BoA = Library of the Boston Athenaeum.
GMJ = Gansevoort Melville's Journal
HCL = Harvard College Library (additional abbreviations indicate various statements or journals in the collection)
NYPL = New York Public Library (additional abbreviations indicate specific special collections)
NYSL = New York Society Library
PUL = Princeton University Library
UVL = University of Virginia Library (B is Barrett Collection; S is Stone Collection)
YUL = Yale University Library
(supplied by a sub-sub librarian)
Herman Melville's library has been graciously catalogued by Merton M. Sealts, Jr. in his work Melville's Reading. In addition to the Revised and Enlarged edition published in 1988, a cumulative supplement was published in Leviathan in March of 2004. Only 285 books have survived from Melville's library, although it has been argued that his collection included around 1,000 books.
- About Me
- Like his creation Bartleby, Herman Melville's biography is spotty at best to assemble. He took to the seas as a young man (the experiences of which informed his writing, in particular the early novels). A "whale-ship was [his] Yale College and [his] Harvard." As he grew older, perhaps not in small part because of economic hardship and the loss of both of his sons, Melville became increasingly recluse and brooding.
According to Nathaniel Hawthorne, Herman Melville was "a person of very gentlemanly instincts in every respect, save that he is a little heterodox in the matter of clean linen." Going beyond his dusty appearance, Hawthorne says that Melville "can neither believe, nor be comfortable in his unbelief; and he is too honest and courageous not to try to do one or the other. If he were a religious man, he would be one of the most truly religious and reverential; he has a very high and noble nature, and better worth of immortality than most of us." In one of the finest poems written by an American, Hart Crane eulogizes one of America's finest authors in these words:
At Melville's Tomb
Often beneath the wave, wide from this ledge
The dice of drowned men's bones he saw bequeath
An embassy. Their numbers as he watched,
Beat on the dusty shore and were obscured.

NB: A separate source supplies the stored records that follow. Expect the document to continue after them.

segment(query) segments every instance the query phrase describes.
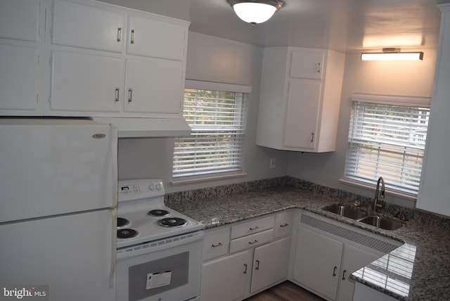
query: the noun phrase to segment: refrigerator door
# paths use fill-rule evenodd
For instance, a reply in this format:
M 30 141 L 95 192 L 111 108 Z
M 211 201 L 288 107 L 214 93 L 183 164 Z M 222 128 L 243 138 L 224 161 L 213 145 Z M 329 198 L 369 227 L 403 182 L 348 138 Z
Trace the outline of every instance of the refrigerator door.
M 103 210 L 0 225 L 0 286 L 49 286 L 51 301 L 115 300 L 116 219 Z
M 115 207 L 116 167 L 109 124 L 0 119 L 0 222 Z

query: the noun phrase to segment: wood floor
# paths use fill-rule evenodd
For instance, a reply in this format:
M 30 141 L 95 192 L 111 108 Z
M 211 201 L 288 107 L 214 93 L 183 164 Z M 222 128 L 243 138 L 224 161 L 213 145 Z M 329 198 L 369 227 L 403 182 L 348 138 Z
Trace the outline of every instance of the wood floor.
M 244 301 L 323 301 L 290 281 L 285 281 L 271 288 L 255 295 Z

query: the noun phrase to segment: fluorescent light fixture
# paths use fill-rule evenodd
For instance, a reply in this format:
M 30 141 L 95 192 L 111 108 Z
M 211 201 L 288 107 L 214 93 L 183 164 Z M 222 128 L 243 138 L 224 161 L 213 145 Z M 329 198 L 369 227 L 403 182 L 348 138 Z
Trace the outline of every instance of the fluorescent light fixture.
M 285 5 L 281 0 L 228 0 L 240 20 L 255 26 L 270 19 Z
M 400 52 L 398 48 L 383 48 L 383 52 L 361 53 L 361 60 L 422 60 L 423 52 Z

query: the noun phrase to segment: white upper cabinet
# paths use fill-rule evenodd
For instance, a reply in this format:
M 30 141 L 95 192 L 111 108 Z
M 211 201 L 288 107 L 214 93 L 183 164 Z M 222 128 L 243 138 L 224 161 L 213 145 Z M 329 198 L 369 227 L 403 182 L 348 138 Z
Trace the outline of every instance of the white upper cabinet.
M 51 61 L 52 110 L 120 111 L 124 90 L 121 59 L 53 51 Z
M 127 60 L 126 112 L 178 114 L 182 108 L 181 63 Z
M 0 115 L 181 119 L 188 26 L 94 0 L 4 0 Z
M 1 0 L 0 38 L 38 41 L 40 6 L 40 0 Z
M 45 20 L 41 2 L 1 1 L 0 115 L 34 115 L 39 107 L 39 47 Z
M 37 49 L 0 42 L 0 110 L 37 108 Z
M 86 3 L 56 1 L 51 40 L 57 45 L 122 52 L 124 26 L 123 13 Z
M 183 60 L 188 29 L 180 24 L 132 15 L 129 18 L 127 53 Z
M 257 144 L 333 151 L 345 60 L 326 49 L 264 49 Z

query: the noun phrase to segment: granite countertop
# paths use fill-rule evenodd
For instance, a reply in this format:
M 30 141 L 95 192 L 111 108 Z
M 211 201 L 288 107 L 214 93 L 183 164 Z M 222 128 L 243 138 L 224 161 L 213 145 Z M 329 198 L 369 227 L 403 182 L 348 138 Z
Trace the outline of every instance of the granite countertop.
M 450 296 L 450 231 L 432 222 L 413 219 L 397 230 L 380 229 L 321 210 L 345 203 L 341 198 L 289 186 L 191 196 L 188 201 L 169 198 L 166 205 L 202 222 L 205 229 L 299 208 L 404 242 L 354 273 L 352 278 L 401 300 L 444 300 Z

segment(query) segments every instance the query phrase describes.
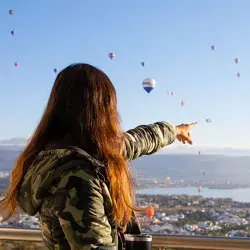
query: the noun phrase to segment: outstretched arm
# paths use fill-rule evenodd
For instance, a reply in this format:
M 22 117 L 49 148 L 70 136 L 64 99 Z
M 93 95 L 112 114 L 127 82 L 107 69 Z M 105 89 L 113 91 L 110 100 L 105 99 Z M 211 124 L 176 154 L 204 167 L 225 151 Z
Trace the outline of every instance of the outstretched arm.
M 150 155 L 171 144 L 176 139 L 175 126 L 168 122 L 141 125 L 125 133 L 124 156 L 132 161 L 142 155 Z

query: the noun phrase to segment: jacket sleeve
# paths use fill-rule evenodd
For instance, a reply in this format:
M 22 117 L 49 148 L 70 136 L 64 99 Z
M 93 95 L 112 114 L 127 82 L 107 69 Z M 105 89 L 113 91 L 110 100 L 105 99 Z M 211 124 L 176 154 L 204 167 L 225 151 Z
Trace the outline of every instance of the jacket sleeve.
M 90 250 L 99 244 L 112 244 L 103 202 L 100 181 L 80 167 L 61 178 L 55 192 L 53 213 L 71 249 Z
M 150 155 L 174 142 L 176 130 L 168 122 L 141 125 L 125 133 L 125 152 L 127 161 L 142 155 Z

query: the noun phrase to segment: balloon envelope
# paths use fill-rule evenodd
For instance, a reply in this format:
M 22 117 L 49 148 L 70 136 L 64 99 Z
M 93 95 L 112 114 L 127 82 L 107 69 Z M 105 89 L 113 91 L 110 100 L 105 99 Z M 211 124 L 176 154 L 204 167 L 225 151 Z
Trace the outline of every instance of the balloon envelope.
M 109 58 L 112 60 L 115 58 L 115 53 L 109 53 Z
M 155 214 L 155 209 L 152 206 L 147 206 L 146 215 L 149 219 L 151 219 Z
M 142 87 L 150 93 L 155 88 L 156 81 L 152 78 L 146 78 L 142 82 Z
M 235 63 L 239 63 L 240 59 L 239 58 L 235 58 L 234 61 L 235 61 Z

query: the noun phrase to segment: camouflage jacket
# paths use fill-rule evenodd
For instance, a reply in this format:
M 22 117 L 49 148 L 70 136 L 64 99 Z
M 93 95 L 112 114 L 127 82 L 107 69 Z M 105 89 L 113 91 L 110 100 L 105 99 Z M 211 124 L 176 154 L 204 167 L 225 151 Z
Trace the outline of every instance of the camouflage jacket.
M 138 126 L 125 133 L 124 156 L 131 161 L 171 144 L 176 132 L 167 122 Z M 122 249 L 113 223 L 112 199 L 105 166 L 79 148 L 41 151 L 20 185 L 17 200 L 31 216 L 39 213 L 49 249 L 95 249 L 115 243 Z M 126 233 L 141 229 L 134 216 Z

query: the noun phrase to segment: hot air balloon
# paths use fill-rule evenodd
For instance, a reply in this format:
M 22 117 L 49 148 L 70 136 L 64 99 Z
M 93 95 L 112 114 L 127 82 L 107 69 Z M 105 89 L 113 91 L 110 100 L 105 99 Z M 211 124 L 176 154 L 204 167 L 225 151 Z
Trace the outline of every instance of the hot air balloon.
M 166 177 L 166 181 L 167 182 L 170 181 L 170 177 L 169 176 Z
M 146 216 L 149 219 L 152 219 L 152 217 L 154 216 L 154 214 L 155 214 L 155 209 L 152 206 L 147 206 L 146 207 Z
M 115 58 L 115 53 L 109 53 L 109 58 L 113 60 Z
M 169 91 L 168 91 L 168 95 L 172 95 L 172 96 L 173 96 L 173 95 L 174 95 L 174 91 L 169 90 Z
M 142 87 L 150 93 L 155 88 L 156 81 L 152 78 L 146 78 L 142 82 Z

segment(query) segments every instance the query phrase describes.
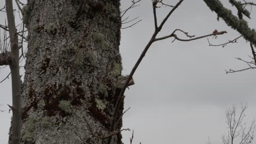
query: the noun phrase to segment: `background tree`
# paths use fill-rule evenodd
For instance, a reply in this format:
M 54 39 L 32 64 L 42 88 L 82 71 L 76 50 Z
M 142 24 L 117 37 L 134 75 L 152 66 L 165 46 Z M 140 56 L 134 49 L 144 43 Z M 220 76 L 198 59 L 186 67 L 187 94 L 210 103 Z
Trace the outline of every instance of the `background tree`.
M 255 125 L 254 120 L 246 125 L 245 122 L 245 110 L 247 105 L 241 105 L 241 111 L 237 113 L 235 106 L 226 110 L 226 118 L 228 125 L 228 134 L 223 135 L 222 140 L 224 144 L 249 144 L 252 143 L 254 137 Z M 247 126 L 247 128 L 246 127 Z

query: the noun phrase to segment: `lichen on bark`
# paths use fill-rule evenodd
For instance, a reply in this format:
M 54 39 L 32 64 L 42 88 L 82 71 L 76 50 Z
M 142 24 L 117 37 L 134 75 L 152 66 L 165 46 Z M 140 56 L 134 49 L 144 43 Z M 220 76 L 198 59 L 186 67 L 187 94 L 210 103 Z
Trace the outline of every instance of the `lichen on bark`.
M 115 82 L 121 71 L 119 1 L 89 1 L 77 20 L 76 1 L 31 0 L 26 7 L 30 38 L 21 94 L 24 139 L 35 143 L 82 143 L 75 130 L 88 143 L 101 142 L 83 129 L 88 129 L 86 118 L 95 134 L 109 132 Z M 31 125 L 33 118 L 41 123 Z M 121 143 L 121 139 L 119 134 L 112 143 Z
M 236 30 L 245 39 L 256 46 L 256 32 L 254 29 L 249 27 L 247 22 L 243 19 L 239 19 L 232 14 L 232 11 L 225 8 L 219 0 L 203 0 L 212 11 L 214 11 L 223 19 L 226 25 Z

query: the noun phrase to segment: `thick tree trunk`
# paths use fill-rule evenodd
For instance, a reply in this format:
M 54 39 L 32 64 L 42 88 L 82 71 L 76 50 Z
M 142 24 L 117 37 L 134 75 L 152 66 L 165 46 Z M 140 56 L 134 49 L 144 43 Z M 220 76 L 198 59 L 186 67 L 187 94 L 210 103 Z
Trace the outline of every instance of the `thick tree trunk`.
M 24 8 L 22 143 L 102 143 L 91 133 L 109 132 L 121 77 L 120 0 L 83 1 L 28 0 Z

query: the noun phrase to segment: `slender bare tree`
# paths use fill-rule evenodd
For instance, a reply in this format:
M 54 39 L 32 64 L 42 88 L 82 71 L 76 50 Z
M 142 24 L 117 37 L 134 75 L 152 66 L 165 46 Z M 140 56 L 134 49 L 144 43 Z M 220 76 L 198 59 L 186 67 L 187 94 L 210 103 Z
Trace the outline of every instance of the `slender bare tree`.
M 224 144 L 250 144 L 254 137 L 255 125 L 254 120 L 247 128 L 245 122 L 245 110 L 247 105 L 241 105 L 241 111 L 237 111 L 237 107 L 233 106 L 226 110 L 226 119 L 228 125 L 228 134 L 223 135 L 222 140 Z

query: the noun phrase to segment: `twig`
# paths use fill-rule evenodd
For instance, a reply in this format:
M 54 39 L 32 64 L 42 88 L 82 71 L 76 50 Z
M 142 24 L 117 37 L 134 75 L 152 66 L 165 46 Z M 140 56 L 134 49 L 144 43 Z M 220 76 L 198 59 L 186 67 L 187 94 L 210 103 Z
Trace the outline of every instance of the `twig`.
M 118 124 L 118 122 L 119 122 L 120 120 L 121 119 L 121 118 L 123 118 L 123 116 L 124 116 L 124 115 L 125 113 L 125 112 L 126 112 L 129 110 L 130 110 L 131 107 L 129 107 L 128 108 L 126 111 L 125 111 L 125 112 L 124 112 L 123 113 L 122 113 L 122 115 L 121 115 L 121 116 L 120 116 L 119 118 L 117 121 L 117 122 L 115 123 L 115 126 L 114 126 L 114 128 L 115 128 L 115 127 L 117 126 L 117 125 Z
M 0 81 L 0 83 L 2 83 L 4 81 L 5 81 L 6 79 L 9 79 L 9 76 L 10 76 L 11 73 L 9 73 L 9 74 L 5 77 L 5 78 L 4 78 L 3 80 L 2 80 L 1 81 Z
M 237 40 L 239 38 L 240 38 L 241 37 L 242 37 L 242 35 L 238 37 L 237 38 L 232 40 L 229 40 L 228 42 L 226 42 L 225 43 L 223 43 L 223 44 L 219 44 L 219 45 L 213 45 L 212 44 L 210 41 L 209 41 L 209 39 L 207 38 L 207 40 L 208 40 L 208 43 L 209 43 L 209 46 L 222 46 L 222 47 L 225 47 L 227 44 L 229 44 L 229 43 L 237 43 Z
M 253 44 L 252 43 L 250 43 L 250 46 L 252 49 L 252 53 L 253 56 L 253 58 L 254 59 L 254 64 L 256 65 L 256 53 L 255 53 L 254 49 L 253 49 Z
M 132 140 L 133 140 L 133 130 L 132 130 L 132 137 L 130 138 L 130 144 L 132 144 Z
M 75 131 L 74 131 L 74 133 L 75 133 L 75 134 L 79 138 L 80 140 L 81 140 L 82 141 L 83 141 L 83 143 L 84 144 L 86 144 L 85 143 L 85 142 L 84 141 L 84 140 L 77 133 L 77 132 L 75 132 Z
M 217 33 L 212 33 L 212 34 L 207 34 L 207 35 L 203 35 L 203 36 L 201 36 L 201 37 L 196 37 L 196 38 L 193 38 L 193 39 L 181 39 L 181 38 L 179 38 L 178 37 L 178 36 L 177 36 L 177 35 L 176 34 L 174 34 L 174 33 L 175 32 L 175 31 L 176 31 L 177 29 L 176 29 L 172 34 L 171 34 L 170 35 L 167 35 L 167 36 L 165 36 L 165 37 L 161 37 L 161 38 L 156 38 L 155 40 L 154 40 L 154 41 L 158 41 L 158 40 L 164 40 L 164 39 L 167 39 L 167 38 L 171 38 L 171 37 L 174 37 L 174 40 L 175 40 L 176 39 L 178 40 L 179 40 L 179 41 L 191 41 L 191 40 L 196 40 L 196 39 L 201 39 L 201 38 L 205 38 L 205 37 L 210 37 L 210 36 L 212 36 L 212 35 L 221 35 L 221 34 L 223 34 L 224 33 L 226 33 L 227 32 L 226 31 L 222 31 L 222 32 L 217 32 Z M 184 33 L 185 34 L 187 34 L 187 33 Z M 187 35 L 187 36 L 188 37 L 189 37 L 188 36 L 188 35 Z M 190 36 L 190 37 L 194 37 L 194 35 L 193 36 Z M 174 41 L 173 40 L 173 41 Z
M 21 12 L 21 14 L 22 14 L 22 15 L 24 15 L 24 12 L 23 11 L 22 9 L 20 7 L 20 4 L 19 4 L 18 0 L 15 0 L 15 2 L 17 4 L 17 6 L 19 8 L 19 9 L 20 10 L 20 12 Z
M 130 26 L 127 26 L 127 27 L 124 27 L 124 28 L 121 27 L 121 29 L 125 29 L 125 28 L 129 28 L 129 27 L 132 27 L 133 26 L 136 25 L 137 23 L 138 23 L 138 22 L 139 22 L 141 21 L 142 21 L 142 20 L 140 20 L 138 21 L 137 22 L 134 23 L 133 24 L 130 25 Z

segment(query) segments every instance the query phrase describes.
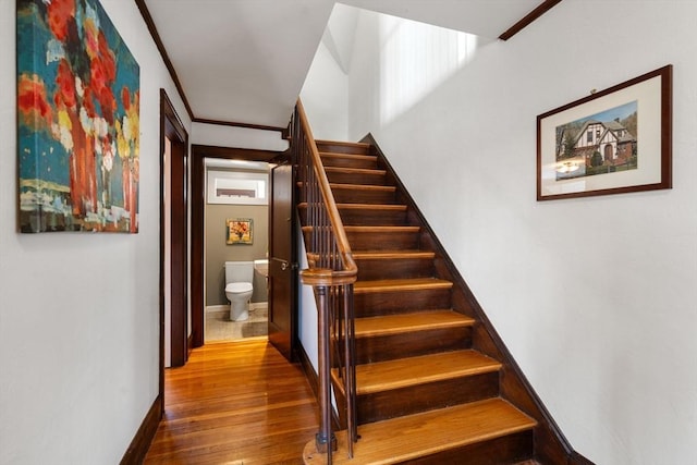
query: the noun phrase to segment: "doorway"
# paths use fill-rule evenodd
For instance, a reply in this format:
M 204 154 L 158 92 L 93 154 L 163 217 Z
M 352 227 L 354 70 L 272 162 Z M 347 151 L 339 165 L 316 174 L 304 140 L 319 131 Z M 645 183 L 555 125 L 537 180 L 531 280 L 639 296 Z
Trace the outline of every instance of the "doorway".
M 204 341 L 266 336 L 271 164 L 206 158 L 205 166 Z M 248 306 L 229 295 L 228 279 L 252 284 Z M 231 299 L 240 302 L 231 308 Z
M 160 89 L 160 392 L 163 369 L 188 357 L 187 282 L 188 134 Z
M 272 150 L 192 145 L 192 215 L 191 215 L 191 308 L 192 344 L 198 347 L 205 344 L 206 326 L 206 160 L 240 160 L 255 162 L 276 162 L 286 154 Z M 221 229 L 224 228 L 224 224 Z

And wrecks passed without sound of bells,
The calyx of death's bounty giving back
A scattered chapter, livid hieroglyph,
The portent wound in corridors of shells.
Then in the circuit calm of one vast coil,
Its lashings charmed and malice reconciled,
Frosted eyes there were that lifted altars;
And silent answers crept across the stars.
Compass, quadrant and sextant contrive
No farther tides . . . High in the azure steeps
Monody shall not wake the mariner.
This fabulous shadow only the sea keeps.